It’s inevitable that people would find ways to get the most out of Apple’s new video rental service available via iTunes, but I never expected it to be this easy. The hack that has emerged is like the oldest trick in the book when it comes to circumventing time-restricted materials on your computer, and I figured by this day in age companies like Apple would been a little wiser.
It appears that the amount of time remaining on your video rental is based on the user’s system clock, and by setting your clock back you’re able to pickup some extra time before the rental expires. What a rookie mistake, Apple.
After experimenting with a few movie rentals in iTunes 7.6, Gizmodo has perfected their solution:
Take your system into the future (but not too far) before you click play for the first time, which starts the 24-hour clock. Then come back to the present. We did this with the second movie we rented, playing it for the first time in 2009. We came back to 2008, and now we have a whole year to watch it.
So they basically set their clock ahead a year, click play, and then set their clock back to the current date.
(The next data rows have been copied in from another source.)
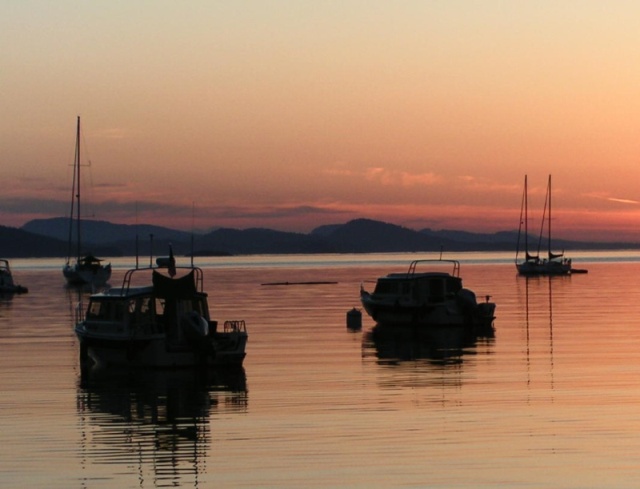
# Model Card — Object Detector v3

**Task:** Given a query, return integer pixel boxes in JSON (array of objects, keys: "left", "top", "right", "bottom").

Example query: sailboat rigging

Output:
[
  {"left": 62, "top": 116, "right": 111, "bottom": 286},
  {"left": 516, "top": 175, "right": 574, "bottom": 275}
]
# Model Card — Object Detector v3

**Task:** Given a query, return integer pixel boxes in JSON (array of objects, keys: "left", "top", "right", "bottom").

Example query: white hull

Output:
[
  {"left": 361, "top": 293, "right": 495, "bottom": 326},
  {"left": 62, "top": 264, "right": 111, "bottom": 285},
  {"left": 76, "top": 326, "right": 247, "bottom": 367}
]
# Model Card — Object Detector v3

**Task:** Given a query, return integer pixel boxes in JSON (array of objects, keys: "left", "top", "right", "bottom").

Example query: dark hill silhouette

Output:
[
  {"left": 0, "top": 218, "right": 638, "bottom": 258},
  {"left": 0, "top": 226, "right": 67, "bottom": 258}
]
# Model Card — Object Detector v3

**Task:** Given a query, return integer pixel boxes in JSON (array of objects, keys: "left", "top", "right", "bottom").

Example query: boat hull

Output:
[
  {"left": 76, "top": 325, "right": 247, "bottom": 368},
  {"left": 361, "top": 292, "right": 495, "bottom": 326},
  {"left": 516, "top": 260, "right": 571, "bottom": 276},
  {"left": 62, "top": 264, "right": 111, "bottom": 285}
]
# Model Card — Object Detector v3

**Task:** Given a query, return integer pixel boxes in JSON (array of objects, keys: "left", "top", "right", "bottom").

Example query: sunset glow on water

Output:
[{"left": 0, "top": 253, "right": 640, "bottom": 488}]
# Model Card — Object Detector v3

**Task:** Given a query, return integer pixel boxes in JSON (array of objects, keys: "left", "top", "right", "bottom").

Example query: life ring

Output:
[{"left": 182, "top": 311, "right": 209, "bottom": 338}]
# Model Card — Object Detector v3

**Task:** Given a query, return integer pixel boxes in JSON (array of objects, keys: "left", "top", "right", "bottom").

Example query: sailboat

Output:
[
  {"left": 516, "top": 175, "right": 572, "bottom": 275},
  {"left": 62, "top": 116, "right": 111, "bottom": 286}
]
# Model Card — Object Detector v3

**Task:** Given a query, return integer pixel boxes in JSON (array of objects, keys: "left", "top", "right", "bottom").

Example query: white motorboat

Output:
[
  {"left": 360, "top": 259, "right": 496, "bottom": 326},
  {"left": 75, "top": 255, "right": 248, "bottom": 367},
  {"left": 62, "top": 117, "right": 111, "bottom": 286},
  {"left": 0, "top": 259, "right": 29, "bottom": 295}
]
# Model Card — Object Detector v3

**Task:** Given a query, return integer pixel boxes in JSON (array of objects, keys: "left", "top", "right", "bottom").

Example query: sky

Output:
[{"left": 0, "top": 0, "right": 640, "bottom": 241}]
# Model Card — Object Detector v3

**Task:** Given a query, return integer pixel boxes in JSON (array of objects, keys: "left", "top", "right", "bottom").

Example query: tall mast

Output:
[
  {"left": 547, "top": 175, "right": 551, "bottom": 259},
  {"left": 76, "top": 116, "right": 82, "bottom": 261},
  {"left": 524, "top": 175, "right": 529, "bottom": 254}
]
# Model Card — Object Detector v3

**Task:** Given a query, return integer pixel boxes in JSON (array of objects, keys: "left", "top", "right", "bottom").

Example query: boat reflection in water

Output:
[
  {"left": 364, "top": 324, "right": 494, "bottom": 365},
  {"left": 77, "top": 367, "right": 248, "bottom": 487}
]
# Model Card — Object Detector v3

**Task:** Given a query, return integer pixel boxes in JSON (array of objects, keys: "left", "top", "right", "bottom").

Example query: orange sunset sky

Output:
[{"left": 0, "top": 0, "right": 640, "bottom": 241}]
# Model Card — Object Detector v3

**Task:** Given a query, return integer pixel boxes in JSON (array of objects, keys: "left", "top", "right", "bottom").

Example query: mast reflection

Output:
[{"left": 77, "top": 367, "right": 248, "bottom": 487}]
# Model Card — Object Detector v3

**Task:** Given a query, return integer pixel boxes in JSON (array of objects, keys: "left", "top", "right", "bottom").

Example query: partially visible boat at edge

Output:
[
  {"left": 0, "top": 259, "right": 29, "bottom": 294},
  {"left": 360, "top": 259, "right": 496, "bottom": 327},
  {"left": 515, "top": 175, "right": 586, "bottom": 276},
  {"left": 75, "top": 253, "right": 248, "bottom": 367},
  {"left": 62, "top": 117, "right": 111, "bottom": 286}
]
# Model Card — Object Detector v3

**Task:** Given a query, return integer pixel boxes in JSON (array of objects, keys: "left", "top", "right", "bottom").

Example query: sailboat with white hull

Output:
[
  {"left": 62, "top": 117, "right": 111, "bottom": 286},
  {"left": 516, "top": 175, "right": 582, "bottom": 275}
]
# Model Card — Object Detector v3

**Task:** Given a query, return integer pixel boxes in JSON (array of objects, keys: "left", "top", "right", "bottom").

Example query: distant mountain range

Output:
[{"left": 0, "top": 218, "right": 639, "bottom": 258}]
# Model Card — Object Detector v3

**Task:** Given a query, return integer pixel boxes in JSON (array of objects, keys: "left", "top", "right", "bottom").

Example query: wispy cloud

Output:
[{"left": 607, "top": 197, "right": 640, "bottom": 205}]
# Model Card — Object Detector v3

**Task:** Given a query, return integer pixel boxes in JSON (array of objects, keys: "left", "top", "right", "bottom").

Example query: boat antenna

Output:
[
  {"left": 136, "top": 202, "right": 140, "bottom": 270},
  {"left": 191, "top": 202, "right": 196, "bottom": 268}
]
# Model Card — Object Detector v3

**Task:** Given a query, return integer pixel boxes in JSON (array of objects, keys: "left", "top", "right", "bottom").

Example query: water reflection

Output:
[
  {"left": 363, "top": 325, "right": 494, "bottom": 365},
  {"left": 524, "top": 276, "right": 556, "bottom": 392},
  {"left": 77, "top": 367, "right": 248, "bottom": 487}
]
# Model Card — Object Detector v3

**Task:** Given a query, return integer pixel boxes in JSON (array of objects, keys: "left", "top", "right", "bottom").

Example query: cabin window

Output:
[
  {"left": 374, "top": 280, "right": 397, "bottom": 294},
  {"left": 429, "top": 279, "right": 445, "bottom": 302}
]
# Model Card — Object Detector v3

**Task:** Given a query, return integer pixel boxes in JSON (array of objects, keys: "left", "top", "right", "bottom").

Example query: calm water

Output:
[{"left": 0, "top": 252, "right": 640, "bottom": 488}]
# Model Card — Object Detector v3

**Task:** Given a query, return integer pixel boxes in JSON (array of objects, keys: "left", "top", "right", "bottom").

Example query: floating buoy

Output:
[{"left": 347, "top": 307, "right": 362, "bottom": 329}]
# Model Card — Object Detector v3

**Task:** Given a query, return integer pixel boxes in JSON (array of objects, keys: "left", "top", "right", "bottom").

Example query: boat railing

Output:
[
  {"left": 120, "top": 266, "right": 204, "bottom": 296},
  {"left": 407, "top": 259, "right": 460, "bottom": 277},
  {"left": 223, "top": 319, "right": 247, "bottom": 333}
]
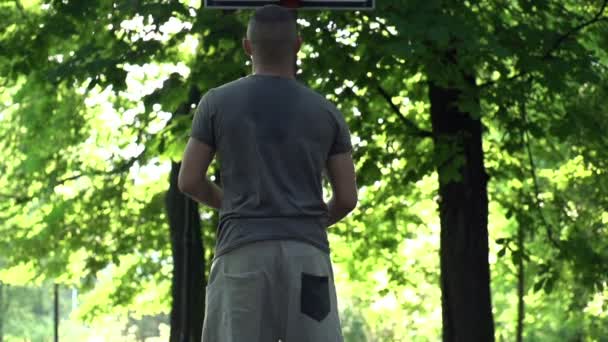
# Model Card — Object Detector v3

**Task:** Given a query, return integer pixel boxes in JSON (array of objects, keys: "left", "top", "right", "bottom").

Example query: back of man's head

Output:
[{"left": 247, "top": 5, "right": 298, "bottom": 66}]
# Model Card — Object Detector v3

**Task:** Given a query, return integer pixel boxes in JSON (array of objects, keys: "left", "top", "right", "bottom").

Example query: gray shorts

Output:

That gave them an entire year to finish watching the video that they rented.
Don’t expect Apple to sit on a flaw like this for too long. I’m sure it will be fixed within days instead of weeks, but the real question is whether fixing this would require users to upgrade to the latest version of iTunes. If it does then users could just hold back on upgrading to experience the joy of extended rental periods.
It probably won’t be long for users to figure out a method to remove the DRM from the videos anyway, and after that happens people will get full access to the videos. Gotta love the persistent hackers out there.